Sou filha da doença mental. Cresci na fragilidade dos seus braços, encostada aos mimos dos meus avós. Tinha 26 anos quando internaram a minha mãe na Casa de Saúde da Idanha, um dos lugares onde, como diz um amigo, se escreve Amor com letra grande. Percebi, no tempo certo, que há um mundo demasiado sensível e perigoso dentro das nossas cabeças que merece ser cuidado, tratado.
Talvez esperassem que escrevesse sobre a crise nas urgências de obstetrícia, mas a verdade é que sempre me dei mal em nadar a favor da corrente, quando o mundo se conjuga numa força mais mecânica do que racional. Talvez me quisessem ler no espaço dos lugares-comuns que têm enchido os jornais e as televisões agora, com anos de atraso, como se todos tivessem chegado ontem para ver os problemas do SNS por um pequeno e único buraco na fechadura. De um dia para o outro, felizmente, apareceu gente mais do que suficiente para lutar com energia e empenho em nome das grávidas, das mães e dos pais que tremem perante as dificuldades de acesso aos serviços de urgência.
Permitam-me, então, que olhe o sistema de saúde pelos olhos de quem se sente profundamente sozinho, perdido, em busca permanente de um sentido que se dissolve em ansiedade, pânico, escuridão. Quero escrever sobre a tristeza profunda, que neste país é coisa de rico. Os pobres não têm direito a problemas de saúde mental - basta olhar para os tempos de espera, por exemplo, para uma consulta de psiquiatria no serviço público. Se for no Hospital de Santa Maria, em Lisboa, um doente prioritário vai ter de esperar 56 dias, quase dois meses; no São João, no Porto, são 97 dias, e em Coimbra 45.

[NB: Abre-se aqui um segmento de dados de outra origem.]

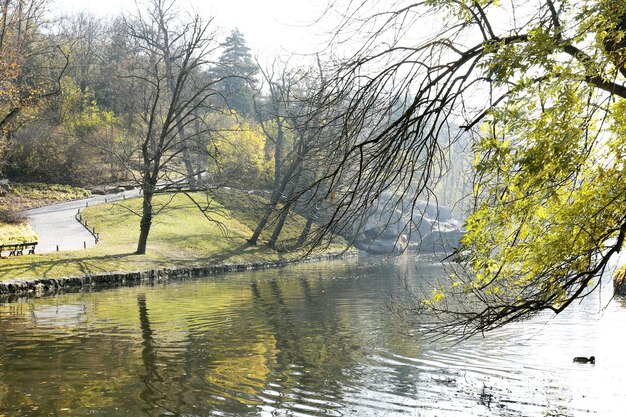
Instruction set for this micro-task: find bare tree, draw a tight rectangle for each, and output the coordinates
[296,0,626,337]
[0,0,69,171]
[120,0,218,254]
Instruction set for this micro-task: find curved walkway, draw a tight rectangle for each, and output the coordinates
[24,189,139,253]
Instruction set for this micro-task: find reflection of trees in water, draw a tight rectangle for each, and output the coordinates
[0,256,432,415]
[137,294,166,415]
[246,279,360,408]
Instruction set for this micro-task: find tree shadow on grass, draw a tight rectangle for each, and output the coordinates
[0,253,137,280]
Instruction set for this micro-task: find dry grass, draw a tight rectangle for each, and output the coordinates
[0,191,344,280]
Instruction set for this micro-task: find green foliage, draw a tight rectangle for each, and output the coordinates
[212,29,259,117]
[424,1,626,330]
[209,115,274,188]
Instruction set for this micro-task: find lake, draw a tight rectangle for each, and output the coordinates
[0,255,626,416]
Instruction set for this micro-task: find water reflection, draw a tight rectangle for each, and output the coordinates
[0,258,626,416]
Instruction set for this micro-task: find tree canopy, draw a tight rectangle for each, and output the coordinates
[212,29,259,117]
[306,0,626,336]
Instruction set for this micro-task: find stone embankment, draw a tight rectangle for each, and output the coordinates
[0,253,352,297]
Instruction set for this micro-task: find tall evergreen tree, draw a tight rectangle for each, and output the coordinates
[213,29,259,117]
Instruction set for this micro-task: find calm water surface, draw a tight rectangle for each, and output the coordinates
[0,257,626,416]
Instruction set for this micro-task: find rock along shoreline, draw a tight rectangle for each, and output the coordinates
[0,253,356,301]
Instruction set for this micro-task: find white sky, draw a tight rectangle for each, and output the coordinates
[51,0,327,57]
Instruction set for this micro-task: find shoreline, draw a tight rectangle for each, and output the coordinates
[0,252,358,302]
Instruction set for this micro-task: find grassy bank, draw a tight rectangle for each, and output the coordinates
[0,191,344,280]
[0,183,89,245]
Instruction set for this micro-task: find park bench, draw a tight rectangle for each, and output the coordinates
[0,242,38,258]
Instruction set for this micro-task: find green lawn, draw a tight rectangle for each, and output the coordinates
[0,182,89,245]
[0,191,345,280]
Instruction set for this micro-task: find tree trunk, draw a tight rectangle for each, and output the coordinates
[297,208,317,246]
[267,200,293,249]
[274,118,284,188]
[176,117,197,190]
[135,185,154,255]
[248,152,302,245]
[248,187,284,245]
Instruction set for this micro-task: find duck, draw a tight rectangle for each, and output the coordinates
[574,356,596,364]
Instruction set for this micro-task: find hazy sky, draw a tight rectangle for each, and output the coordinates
[52,0,326,55]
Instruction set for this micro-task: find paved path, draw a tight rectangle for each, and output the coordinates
[24,189,139,253]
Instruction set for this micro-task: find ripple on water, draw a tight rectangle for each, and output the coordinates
[0,256,626,417]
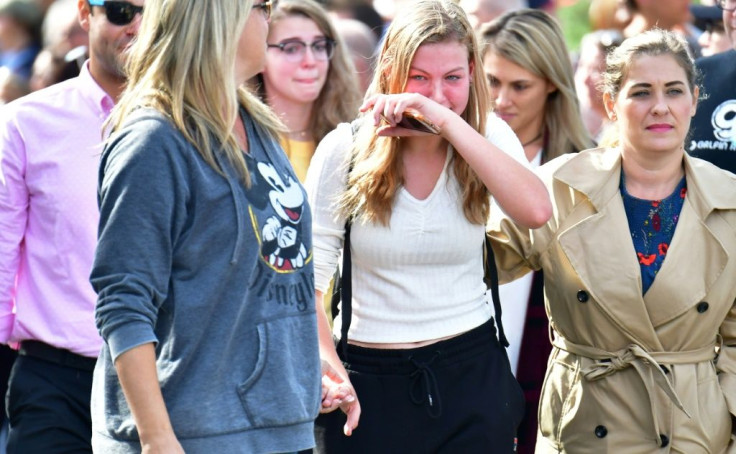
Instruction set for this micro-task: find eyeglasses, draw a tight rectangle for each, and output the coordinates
[716,0,736,11]
[268,38,336,63]
[253,0,274,20]
[88,0,143,25]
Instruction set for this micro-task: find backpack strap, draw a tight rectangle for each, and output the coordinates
[483,235,509,347]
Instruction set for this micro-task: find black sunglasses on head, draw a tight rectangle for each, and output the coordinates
[88,0,143,25]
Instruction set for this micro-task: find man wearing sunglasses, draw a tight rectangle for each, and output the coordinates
[0,0,144,454]
[685,0,736,173]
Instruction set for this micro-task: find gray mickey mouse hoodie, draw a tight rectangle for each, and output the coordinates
[91,109,320,454]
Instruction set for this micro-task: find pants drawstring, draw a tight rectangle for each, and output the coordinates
[409,351,442,418]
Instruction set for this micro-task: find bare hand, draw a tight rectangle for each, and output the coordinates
[141,433,184,454]
[320,360,360,437]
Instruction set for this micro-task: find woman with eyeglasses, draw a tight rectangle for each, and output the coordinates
[257,0,361,181]
[91,0,321,454]
[489,29,736,454]
[575,29,624,142]
[306,0,550,453]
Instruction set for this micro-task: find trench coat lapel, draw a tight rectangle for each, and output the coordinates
[644,156,734,327]
[555,149,661,351]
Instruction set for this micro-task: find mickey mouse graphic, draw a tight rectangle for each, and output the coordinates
[257,162,307,271]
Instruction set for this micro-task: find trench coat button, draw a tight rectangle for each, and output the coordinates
[595,426,608,438]
[577,290,588,303]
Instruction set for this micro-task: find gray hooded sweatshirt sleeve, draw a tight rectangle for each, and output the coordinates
[91,109,320,454]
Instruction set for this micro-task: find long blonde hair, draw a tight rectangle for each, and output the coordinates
[258,0,361,142]
[109,0,283,184]
[480,9,593,162]
[338,0,491,225]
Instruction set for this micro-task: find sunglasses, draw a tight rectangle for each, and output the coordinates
[253,0,275,20]
[88,0,143,25]
[716,0,736,11]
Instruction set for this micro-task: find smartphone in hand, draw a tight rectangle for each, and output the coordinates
[381,110,440,134]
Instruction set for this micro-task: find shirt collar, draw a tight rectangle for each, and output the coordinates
[77,60,115,117]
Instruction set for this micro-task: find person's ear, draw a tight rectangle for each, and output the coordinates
[690,85,700,117]
[77,0,92,33]
[603,92,618,121]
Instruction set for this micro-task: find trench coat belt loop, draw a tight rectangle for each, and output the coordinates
[552,334,716,443]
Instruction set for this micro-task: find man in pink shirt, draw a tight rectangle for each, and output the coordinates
[0,0,144,454]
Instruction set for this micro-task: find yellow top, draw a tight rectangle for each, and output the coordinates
[281,137,317,183]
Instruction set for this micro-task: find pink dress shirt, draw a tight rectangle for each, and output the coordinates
[0,64,114,357]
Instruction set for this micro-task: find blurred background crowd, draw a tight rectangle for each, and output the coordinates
[0,0,730,109]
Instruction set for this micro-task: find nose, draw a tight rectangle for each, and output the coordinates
[493,87,511,108]
[698,30,711,47]
[125,13,143,35]
[429,80,447,106]
[302,46,317,66]
[652,94,670,115]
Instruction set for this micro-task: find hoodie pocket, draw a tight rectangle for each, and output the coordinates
[238,315,321,428]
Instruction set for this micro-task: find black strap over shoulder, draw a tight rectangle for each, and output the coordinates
[330,122,509,359]
[483,235,509,347]
[332,220,353,358]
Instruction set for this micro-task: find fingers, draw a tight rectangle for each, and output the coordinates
[360,93,427,126]
[341,400,360,437]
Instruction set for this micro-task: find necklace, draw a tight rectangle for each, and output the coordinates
[521,131,542,147]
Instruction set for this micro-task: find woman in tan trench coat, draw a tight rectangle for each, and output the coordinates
[490,30,736,454]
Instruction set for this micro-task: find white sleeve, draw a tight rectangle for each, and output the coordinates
[486,112,531,220]
[304,123,353,292]
[486,112,530,168]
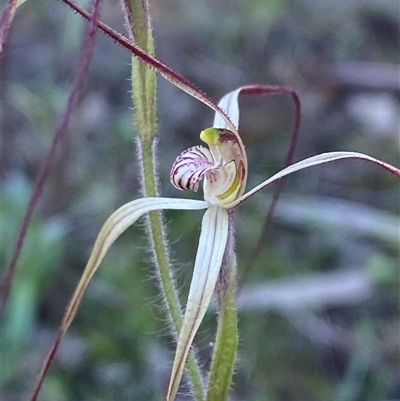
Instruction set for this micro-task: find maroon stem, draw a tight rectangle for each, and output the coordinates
[57,0,230,125]
[0,0,18,61]
[0,0,100,314]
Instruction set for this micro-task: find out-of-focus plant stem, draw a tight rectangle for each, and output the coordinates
[123,0,204,401]
[207,213,238,401]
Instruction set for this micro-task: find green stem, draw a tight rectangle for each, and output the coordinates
[207,210,238,401]
[138,139,204,401]
[207,260,238,401]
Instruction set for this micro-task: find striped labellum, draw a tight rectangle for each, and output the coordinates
[170,128,247,207]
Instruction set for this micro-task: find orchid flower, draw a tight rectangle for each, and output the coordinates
[30,86,400,401]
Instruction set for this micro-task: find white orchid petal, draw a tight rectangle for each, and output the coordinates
[166,206,229,401]
[62,198,208,332]
[170,146,218,191]
[213,88,242,129]
[229,152,400,208]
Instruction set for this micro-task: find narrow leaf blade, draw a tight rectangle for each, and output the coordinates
[31,198,207,401]
[234,152,400,207]
[166,206,229,401]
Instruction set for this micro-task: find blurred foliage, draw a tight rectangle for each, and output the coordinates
[0,0,400,401]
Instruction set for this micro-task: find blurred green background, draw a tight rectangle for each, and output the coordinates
[0,0,400,401]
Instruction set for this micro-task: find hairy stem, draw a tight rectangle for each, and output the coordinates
[138,140,204,401]
[122,0,204,401]
[207,211,238,401]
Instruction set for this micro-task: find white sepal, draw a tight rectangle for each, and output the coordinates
[62,198,208,332]
[166,206,229,401]
[227,152,400,208]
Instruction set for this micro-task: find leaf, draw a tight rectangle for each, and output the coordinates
[229,152,400,208]
[31,198,207,401]
[166,206,229,401]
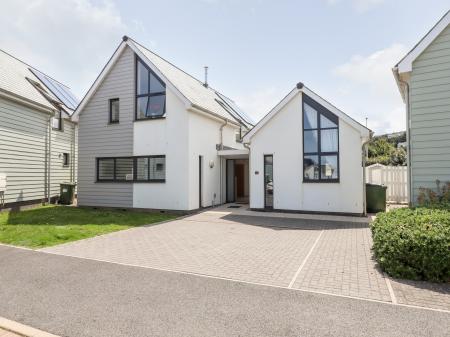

Alguém tem noção do que é viver dois dias seguidos mergulhado no vazio? No nada? Numa profunda dor que nos leva ao abismo? No mundo da doença mental, a espera é um passaporte para o inferno, um vaguear constante entre o ir e o ficar. Durante os dias quentes da pandemia, várias foram as vozes que surgiram a alertar para o drama deste tipo de patologia. Sim. Estamos a falar de doença, e não de estados de alma. As doenças diagnosticam-se e tratam-se. É por isso que o ataque ao drama da doença mental só será eficaz com o reforço e reorganização dos meios humanos disponíveis.
Hoje, mais do que nunca, enfermeiros especialistas em saúde mental, psicólogos e psiquiatras devem construir uma rede forte que começa nos cuidados de saúde primários, com triagem séria e encaminhamento célere. Como em qualquer doença grave, perder tempo é correr riscos desnecessários. A doença mental não escolhe idade ou condição socioeconómica, vive envergonhada no silêncio do estigma. É por isso que o poder político não lhe tem atribuído o devido valor na listagem de prioridades. É preciso lutar, de uma vez por todas, para que o tratamento da doença mental não esteja dependente da abrangência do seguro de saúde ou da capacidade para pagar um tratamento numa clínica privada, lá longe do mundo de todos os dias, onde os vulneráveis acabam a dormir na rua ou a colocar um ponto final no sofrimento porque se cansaram de viver.
Sou filha da doença mental. A minha mãe adoeceu quando eu tinha um mês e meio. Quero para as mães e os filhos dos outros aquilo que consegui para a minha. Um lugar de Amor, com letra grande, com profissionais de excelência, acompanhamento diário e tratamento eficaz. Mas quero esse cuidado para todos, disponibilizado pelo Estado, a quem entregamos parte da nossa vida em impostos. É por isso que estou disponível para discutir os problemas estruturais do SNS, sem tabus, e sem que essa discussão esteja condicionada a prioridades que não colocam o doente no centro do debate. Aprendi, como enfermeira, que é ele o foco da minha acção, do meu conhecimento e amor profissional. Não desisto de ninguém que precisa do meu cuidado e, talvez mesmo por isso, não aceito que o Estado desista de alguns doentes, sobretudo daqueles que se sentem mais sozinhos e abandonados nas esquinas daquilo a que alguns ainda chamam loucura. Loucos somos todos, sobretudo aqueles que desistiram de escrever Amor com letra grande, em particular no sector da saúde.